State Attorneys General
For the past twenty years, state attorneys general have played an increasingly prominent role in enforcing laws and regulations affecting the business community. While often appropriate, state AG enforcement can also lead to inconsistent, duplicative and politically motivated enforcement of key laws and regulations. In addition, many state AGs hire outside plaintiffs’ lawyers for these cases, raising questions about conflicts of interest and political favoritism.
Modern state AG litigation began with the lawsuits filed against tobacco companies in the 1990s. These generated billions in state revenue, favorable publicity for state AGs and huge profits for certain plaintiffs’ firms hired by state AGs to conduct the litigation. read more...
The success of the tobacco litigation has led many AGs to target additional business sectors, particularly in the pharmaceutical and financial services areas. While some cases may be legally appropriate, other state AG actions appear more about enhancing a state AG’s political standing. In addition, businesses face the danger of inconsistent and duplicative enforcement by each of the fifty state AGs as well as numerous federal regulators. This is particularly true in the financial services context, where the Dodd-Frank law grants state AGs the power to enforce regulations issued by the new Consumer Financial Protection Bureau.
Also problematic is the use of outside contingency fee counsel by many state AGs.

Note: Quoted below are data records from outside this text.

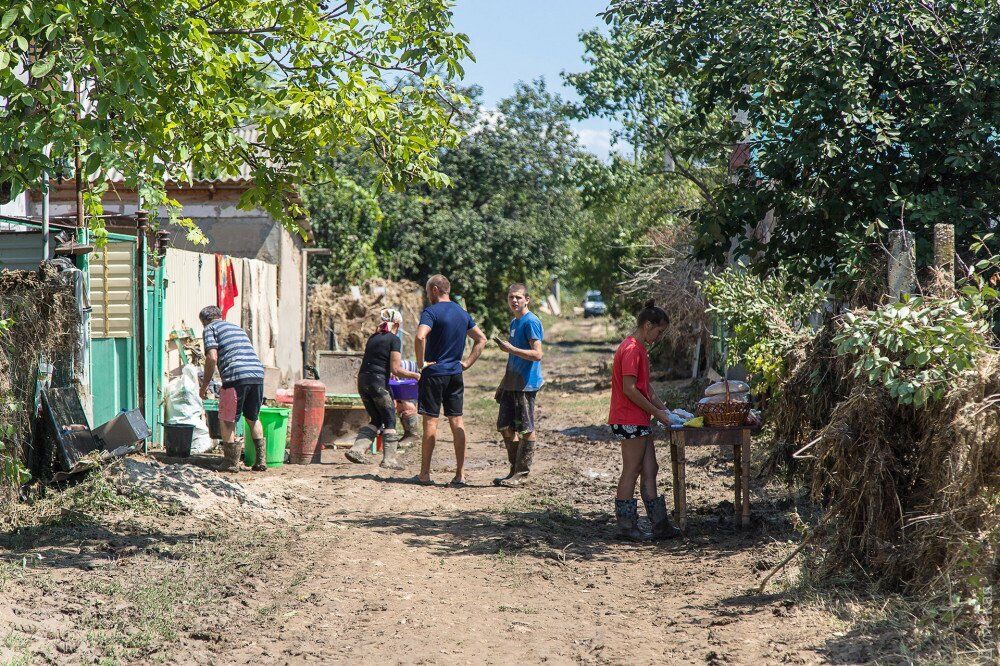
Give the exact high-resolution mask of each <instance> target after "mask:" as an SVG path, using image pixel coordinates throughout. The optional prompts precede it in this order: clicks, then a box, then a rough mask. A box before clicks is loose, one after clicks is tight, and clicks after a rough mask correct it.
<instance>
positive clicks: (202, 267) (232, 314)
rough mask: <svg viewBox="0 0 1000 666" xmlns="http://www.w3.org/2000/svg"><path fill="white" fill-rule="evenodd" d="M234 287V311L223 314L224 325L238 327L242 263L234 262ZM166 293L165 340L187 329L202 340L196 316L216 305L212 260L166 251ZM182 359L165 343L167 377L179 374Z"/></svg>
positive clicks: (165, 273)
mask: <svg viewBox="0 0 1000 666" xmlns="http://www.w3.org/2000/svg"><path fill="white" fill-rule="evenodd" d="M233 271H234V272H235V273H236V286H237V287H238V288H239V291H240V294H239V296H237V297H236V302H235V303H234V304H233V307H232V308H231V309H230V310H229V312H227V313H226V321H231V322H233V323H234V324H237V325H239V324H241V318H240V317H241V313H242V310H243V262H242V261H240V260H238V259H235V260H233ZM163 277H164V279H165V281H166V285H167V287H166V292H165V295H164V297H163V327H164V332H165V334H166V336H167V339H168V340H169V339H170V334H171V332H173V331H181V330H184V329H187V328H190V329H192V330H193V331H194V334H195V336H196V337H201V334H202V328H203V327H202V325H201V322H200V321H199V320H198V312H200V311H201V309H202V308H203V307H205V306H206V305H215V304H216V303H217V302H218V295H217V294H216V289H215V256H214V255H211V254H203V253H201V252H189V251H187V250H175V249H174V248H168V249H167V256H166V258H165V259H164V264H163ZM180 367H181V359H180V354H179V353H178V351H177V346H176V345H175V344H173V343H168V345H167V354H166V357H165V358H164V369H165V371H166V372H167V373H168V374H170V375H176V374H178V373H179V372H180Z"/></svg>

This involves state AGs awarding secret, no-bid contingency fee contracts to outside plaintiffs’ lawyers to represent their states in litigation. As plaintiffs’ lawyers are awarded large contingency fees from successful lawsuits, money may be funneled back into campaign contributions to the AGs. These alliances raise significant concerns about conflict of interest, favoritism, the use of a public entity for personal gain, and fairness in prosecutions.
Six states—Alabama, Arizona, Florida, Indiana, Iowa and Mississippi—have passed “sunshine” legislation to create an open process of hiring outside contingency fee counsel. These measures require state attorneys general to disclose their contingency fee contracts, ensure that they maintain control of the litigation and impose reasonable limitations on fee awards to private attorneys. Other attorneys general have adopted office policies that implement many of these reforms.